THE EXTRACTION CONFESSION
Steam reviewers are saying the quiet part out loud: Marathon has a learning curve problem, not a game problem. "A little bit of a learning curve, but after maybe 2 hours, things click," writes one 15-hour player. "Once they do, it's highly addictive." Another with 23 hours admits: "Not typically into extraction shooters but the artwork of this game sucked me in."
This isn't the vocal Reddit crowd complaining about meta shifts or faction balance. This is the broader Steam playerbase confessing they needed time to fall in love with Marathon — and they're fine with that admission.
THE POPULATION ANXIETY
The most consistent theme across positive Steam reviews isn't gameplay praise — it's population anxiety. "It is very sad that few people play the game, hopefully it won't die soon," writes a 17-hour player who otherwise loves the game. Another echoes: "Too bad it's selling not that good." Even a 119-hour veteran who calls it "Great game in every way" adds the caveat: "People are very sweaty xD."

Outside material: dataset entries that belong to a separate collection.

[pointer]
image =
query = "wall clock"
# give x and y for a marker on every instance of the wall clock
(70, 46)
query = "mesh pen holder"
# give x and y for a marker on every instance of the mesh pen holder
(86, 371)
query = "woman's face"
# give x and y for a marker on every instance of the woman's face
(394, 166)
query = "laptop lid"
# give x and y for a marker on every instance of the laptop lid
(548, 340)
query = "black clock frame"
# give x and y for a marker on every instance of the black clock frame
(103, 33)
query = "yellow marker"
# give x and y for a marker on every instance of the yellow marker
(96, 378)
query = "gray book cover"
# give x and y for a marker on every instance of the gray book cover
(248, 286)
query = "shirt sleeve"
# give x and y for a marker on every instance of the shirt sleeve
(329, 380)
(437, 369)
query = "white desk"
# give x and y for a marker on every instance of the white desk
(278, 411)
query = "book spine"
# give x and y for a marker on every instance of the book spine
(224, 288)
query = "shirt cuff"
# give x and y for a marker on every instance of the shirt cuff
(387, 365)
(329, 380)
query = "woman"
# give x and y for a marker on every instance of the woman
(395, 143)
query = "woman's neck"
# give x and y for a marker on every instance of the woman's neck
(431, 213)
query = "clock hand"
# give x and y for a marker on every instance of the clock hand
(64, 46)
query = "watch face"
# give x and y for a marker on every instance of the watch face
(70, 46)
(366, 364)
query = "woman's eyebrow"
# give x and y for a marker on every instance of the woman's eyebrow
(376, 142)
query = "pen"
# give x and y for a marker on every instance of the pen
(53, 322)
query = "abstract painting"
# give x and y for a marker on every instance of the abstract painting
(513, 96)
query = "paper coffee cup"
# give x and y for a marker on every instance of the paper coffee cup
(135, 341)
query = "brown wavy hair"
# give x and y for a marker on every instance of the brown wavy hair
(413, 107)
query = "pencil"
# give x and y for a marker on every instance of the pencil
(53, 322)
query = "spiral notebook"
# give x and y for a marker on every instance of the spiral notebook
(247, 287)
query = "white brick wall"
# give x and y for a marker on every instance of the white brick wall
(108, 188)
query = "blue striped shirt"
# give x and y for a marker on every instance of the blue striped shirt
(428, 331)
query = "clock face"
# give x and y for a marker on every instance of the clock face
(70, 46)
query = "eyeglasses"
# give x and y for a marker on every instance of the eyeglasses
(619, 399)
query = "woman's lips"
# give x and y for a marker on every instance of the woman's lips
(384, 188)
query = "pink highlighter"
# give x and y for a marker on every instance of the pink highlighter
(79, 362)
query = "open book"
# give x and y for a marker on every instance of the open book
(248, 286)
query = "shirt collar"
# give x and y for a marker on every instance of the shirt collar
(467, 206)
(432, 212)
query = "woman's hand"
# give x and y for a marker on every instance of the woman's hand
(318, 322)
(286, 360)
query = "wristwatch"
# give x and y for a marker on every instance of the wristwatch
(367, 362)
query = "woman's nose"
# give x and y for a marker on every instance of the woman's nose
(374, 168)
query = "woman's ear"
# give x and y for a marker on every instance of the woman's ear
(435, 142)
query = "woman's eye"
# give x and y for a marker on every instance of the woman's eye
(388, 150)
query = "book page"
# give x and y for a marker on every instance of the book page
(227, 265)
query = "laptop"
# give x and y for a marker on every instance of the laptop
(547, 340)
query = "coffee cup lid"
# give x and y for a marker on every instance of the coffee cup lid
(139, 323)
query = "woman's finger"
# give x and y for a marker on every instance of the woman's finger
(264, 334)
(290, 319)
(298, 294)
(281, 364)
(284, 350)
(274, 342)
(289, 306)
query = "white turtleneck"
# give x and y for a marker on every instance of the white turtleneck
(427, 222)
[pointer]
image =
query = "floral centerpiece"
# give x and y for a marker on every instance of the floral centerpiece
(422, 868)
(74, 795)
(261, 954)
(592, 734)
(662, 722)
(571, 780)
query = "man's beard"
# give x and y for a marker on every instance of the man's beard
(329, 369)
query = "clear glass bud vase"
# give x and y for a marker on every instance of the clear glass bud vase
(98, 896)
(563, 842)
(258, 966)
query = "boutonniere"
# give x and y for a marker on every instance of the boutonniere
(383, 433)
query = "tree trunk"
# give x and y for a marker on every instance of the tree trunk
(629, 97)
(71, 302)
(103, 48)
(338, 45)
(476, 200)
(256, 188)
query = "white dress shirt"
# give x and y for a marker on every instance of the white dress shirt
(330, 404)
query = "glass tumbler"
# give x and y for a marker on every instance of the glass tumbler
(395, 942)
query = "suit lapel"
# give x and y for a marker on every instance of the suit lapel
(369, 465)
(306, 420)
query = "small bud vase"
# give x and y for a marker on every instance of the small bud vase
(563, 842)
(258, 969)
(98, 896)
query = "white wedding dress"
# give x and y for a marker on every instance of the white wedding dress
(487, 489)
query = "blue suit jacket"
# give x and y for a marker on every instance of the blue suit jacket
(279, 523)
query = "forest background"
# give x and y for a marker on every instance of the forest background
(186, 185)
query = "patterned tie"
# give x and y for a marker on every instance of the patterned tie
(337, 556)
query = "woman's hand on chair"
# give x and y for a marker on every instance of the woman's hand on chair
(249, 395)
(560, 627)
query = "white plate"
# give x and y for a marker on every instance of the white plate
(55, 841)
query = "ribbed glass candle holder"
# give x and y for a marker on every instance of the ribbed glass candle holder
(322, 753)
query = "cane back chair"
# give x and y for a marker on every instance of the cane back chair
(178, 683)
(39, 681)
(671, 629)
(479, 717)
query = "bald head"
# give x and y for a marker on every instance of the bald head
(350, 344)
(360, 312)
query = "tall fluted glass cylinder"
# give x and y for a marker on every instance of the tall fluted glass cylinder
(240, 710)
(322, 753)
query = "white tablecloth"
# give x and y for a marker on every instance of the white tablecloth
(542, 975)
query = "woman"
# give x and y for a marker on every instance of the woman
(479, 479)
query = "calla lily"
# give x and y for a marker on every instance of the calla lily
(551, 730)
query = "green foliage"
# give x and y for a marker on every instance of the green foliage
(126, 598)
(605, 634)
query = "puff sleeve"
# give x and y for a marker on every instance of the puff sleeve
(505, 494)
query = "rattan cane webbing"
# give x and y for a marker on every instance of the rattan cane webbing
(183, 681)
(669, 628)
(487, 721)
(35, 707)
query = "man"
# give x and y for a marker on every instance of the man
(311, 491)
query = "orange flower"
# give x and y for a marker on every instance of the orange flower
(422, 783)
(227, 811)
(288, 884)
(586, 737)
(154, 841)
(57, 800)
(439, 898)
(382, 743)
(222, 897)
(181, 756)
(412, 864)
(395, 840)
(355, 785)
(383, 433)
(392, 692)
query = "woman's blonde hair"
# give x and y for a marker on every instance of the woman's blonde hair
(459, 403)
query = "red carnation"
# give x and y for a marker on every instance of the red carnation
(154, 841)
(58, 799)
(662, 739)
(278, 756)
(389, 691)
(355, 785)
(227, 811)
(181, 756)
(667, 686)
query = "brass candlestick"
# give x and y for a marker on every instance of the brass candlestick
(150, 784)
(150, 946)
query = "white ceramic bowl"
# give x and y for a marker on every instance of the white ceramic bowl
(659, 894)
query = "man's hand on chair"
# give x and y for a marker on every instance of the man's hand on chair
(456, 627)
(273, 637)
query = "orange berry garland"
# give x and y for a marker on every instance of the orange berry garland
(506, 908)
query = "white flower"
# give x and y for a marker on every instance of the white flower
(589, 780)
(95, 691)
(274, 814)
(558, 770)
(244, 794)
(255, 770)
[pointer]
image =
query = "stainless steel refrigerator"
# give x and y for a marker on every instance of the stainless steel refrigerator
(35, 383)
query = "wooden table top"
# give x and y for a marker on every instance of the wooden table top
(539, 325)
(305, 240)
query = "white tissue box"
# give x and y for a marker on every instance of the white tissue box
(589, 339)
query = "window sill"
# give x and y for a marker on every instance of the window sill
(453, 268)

These aren't technical complaints or balance grievances. These are players who found their game worried they're the only ones playing it. The 66-hour reviewer who "Love[s] this game" and sees themselves "putting a lot more time into this game" represents the core retention success Bungie achieved — but they're writing reviews like they're trying to save a dying species.
THE CHEATER DIVIDE
Here's where Steam sentiment splits from typical community discourse. Only one negative review in the sample focuses on cheaters: "The game is full of cheaters and people that exploit the bugs. Bungie is doing nothing to fix that." But that reviewer has 51 hours played — they're not rage-quitting, they're frustrated longtime players.
Meanwhile, Bungie just rolled out their "more advanced detection system that targets specific cheat patterns" and is "continuously validating and tuning it." The timing suggests they're responding to exactly this sentiment — the dedicated players who love the game but can't tolerate the cheating disruption.
THE CONTRARIAN VOICE
The most telling review comes from a 17-hour player: "I so desperately want to recommend this game, because the game itself is great. However, the gameplay loop and the community are actively killing the game 10x faster than Destiny 2." This reviewer represents the gap between "this game is good" and "this game is sustainable."
They're not complaining about weapon balance or shell nerfs. They're identifying a community sustainability problem that technical fixes can't solve. When your strongest advocates are writing reviews that start with "I so desperately want to recommend this" but trail off into concerns, you're fighting a perception war, not a gameplay war.